Toronto Blue Jays pitching ace Pat Hentgen and Dennis Martinez — "El Presidente, El Perfecto!" — lead the way for the 2016 class of the Canadian Baseball Hall of Fame.
Pat Hentgen was a homegrown Toronto Blue Jays prospect. His best season was in 1996 — a 20-10 record with a 3.22 ERA and 10 complete games to win the Cy Young Award. Hentgen was a 3-time All-Star and finished 6th in Cy Young voting in 1993. In his time as a Blue Jays pitcher, Hentgen went 107-85 with a 4.28 ERA.
Hentgen won Game 3 of the 1993 World Series going 6 innings against Philadelphia surrendering a single run. He lost Game 3 in the AL Championship Series to Chicago giving up all 6 runs in 3 innings.
Hentgen left Toronto in a November 1999 trade with Paul Spoljaric to St. Louis for Alberto Castillo, Matt DeWitt, and Lance Painter. He returned to Toronto in 2004 to finish his career as a Blue Jay. After his on-field retirement, Hentgen served as bullpen coach for two seasons, and is assistant to the president, roving minor-league instructor, and ambassador-at-large.
Dennis Martinez was a 3-time All-Star in his 8 seasons in Montréal with a 100-72 record and a 3.06 ERA. His best season was 1991 with a 14-11 record and a 2.39 ERA. That year, Martinez finished 5th in Cy Young voting and 20th in MVP voting.
In the 1991 season, Martinez threw the only perfect game for any Canadian MLB team against the Los Angeles Dodgers on July 28.
He was acquired from Baltimore in a mid-1986 trade that also saw the Expos acquire catcher John Stefero for infielder Rene Gonzales.
The other 2016 honorees:
- Tony Kubek was an amazing national broadcaster and a heck of a shortstop with the New York Yankees. But Kubek also called Toronto Blue Jays from their inception in 1977 until 1989 on CTV and TSN.
- Howard Starkman is an original employee of the Blue Jays from 1976. Even with his official 2014 retirement, Starkman has remained in charge of special projects such as the Blue Jays' trip to Montréal.
- William Shuttlesworth, from Brantford, Ontario, helped establish the the Young Canadians of Hamilton, the first formal baseball team in the country in 1854.
- Wayne Norton, from Port Moody, BC, was a minor-league outfielder for 10 seasons. Norton also had a successful scouting career, including time with the Expos. His B.C. Select program produced, among others, Expos' outfielder and BC native Larry Walker.
The ceremony will be in June at the Canadian Baseball Hall of Fame in St. Mary's, Ontario.
We really thought Tim Raines was going to the Baseball Hall of Fame in 2016, That needs to happen in 2017, his last year of eligibility. The long-time Montréal Expos outfielder received 69.8%, a significant jump from 55% in 2015. Unfortunately, 75% is the benchmark to get into the Hall of Fame.
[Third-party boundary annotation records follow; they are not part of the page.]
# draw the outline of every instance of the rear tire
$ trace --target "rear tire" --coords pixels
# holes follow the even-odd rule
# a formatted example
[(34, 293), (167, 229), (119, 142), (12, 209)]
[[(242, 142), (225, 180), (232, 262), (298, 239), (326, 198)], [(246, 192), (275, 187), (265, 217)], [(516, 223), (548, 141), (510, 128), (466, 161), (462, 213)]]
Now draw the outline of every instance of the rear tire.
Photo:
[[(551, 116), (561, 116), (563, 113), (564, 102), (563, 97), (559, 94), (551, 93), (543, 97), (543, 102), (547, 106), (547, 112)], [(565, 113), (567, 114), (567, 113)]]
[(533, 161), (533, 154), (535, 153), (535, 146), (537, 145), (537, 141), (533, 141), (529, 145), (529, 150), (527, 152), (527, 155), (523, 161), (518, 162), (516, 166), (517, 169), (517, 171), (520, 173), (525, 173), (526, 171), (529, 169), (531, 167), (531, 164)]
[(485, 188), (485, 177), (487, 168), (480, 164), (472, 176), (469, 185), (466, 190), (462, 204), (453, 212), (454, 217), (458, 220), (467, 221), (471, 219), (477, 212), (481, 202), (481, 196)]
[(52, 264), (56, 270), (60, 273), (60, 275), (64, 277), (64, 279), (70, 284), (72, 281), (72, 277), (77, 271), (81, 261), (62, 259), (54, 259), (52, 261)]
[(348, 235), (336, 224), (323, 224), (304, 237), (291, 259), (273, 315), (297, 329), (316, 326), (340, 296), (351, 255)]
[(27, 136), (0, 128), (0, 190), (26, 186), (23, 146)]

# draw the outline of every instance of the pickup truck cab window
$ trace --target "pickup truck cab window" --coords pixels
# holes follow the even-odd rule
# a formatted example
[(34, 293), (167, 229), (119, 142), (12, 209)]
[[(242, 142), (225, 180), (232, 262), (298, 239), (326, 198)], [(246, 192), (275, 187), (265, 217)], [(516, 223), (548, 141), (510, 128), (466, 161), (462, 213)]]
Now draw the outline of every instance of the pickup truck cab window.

Raines is the only MLB player with at least 100 triples, 150 home runs, and 600 stolen bases. He has the best stolen-base percentage (84.7%) among players with more than 400 attempts.
Raines did not reach 3,000 hits but had a .385 career on-base percentage. Canadian Joey Votto has a .423 career OBP in a much different era but that is a rare feat to play so long with those numbers.
Speaking of Raines and the Montréal Expos, hopefully you got a chance to see the MLB Network documentary "The Colorful Montreal Expos."
The documentary tried to take in the spirit of the Expos crowd, singing "Vallerie, Valleria" and an oomph band. The chicken on the screen. Youppi! How the fans weren't concerned if the players did colorful things off the field. After all, Montréal screams "C'est la vie."
We hear a lot from outfielders Warren Cromartie, Andre Dawson, and Cliff Floyd. Dave Van Horne, the long-time broadcaster weighs in as well. Michael Farber from the Montréal Gazette from 1979-1993 has very poignant remembrances.
We saw exuberant fans at Jarry Park and Olympic Stadium. We hear from many fans, young and old, about their memories of Nos Amours, Les Expos.
William Shatner, a Montréal native, is as subtle as he can get, delivering a warmth of having lived through those memories. When the Expos were really good, we find out that Donald Sutherland and the prime minister were regulars at Expos games.
Chances are you will learn something new about the Expos in Montréal in this documentary.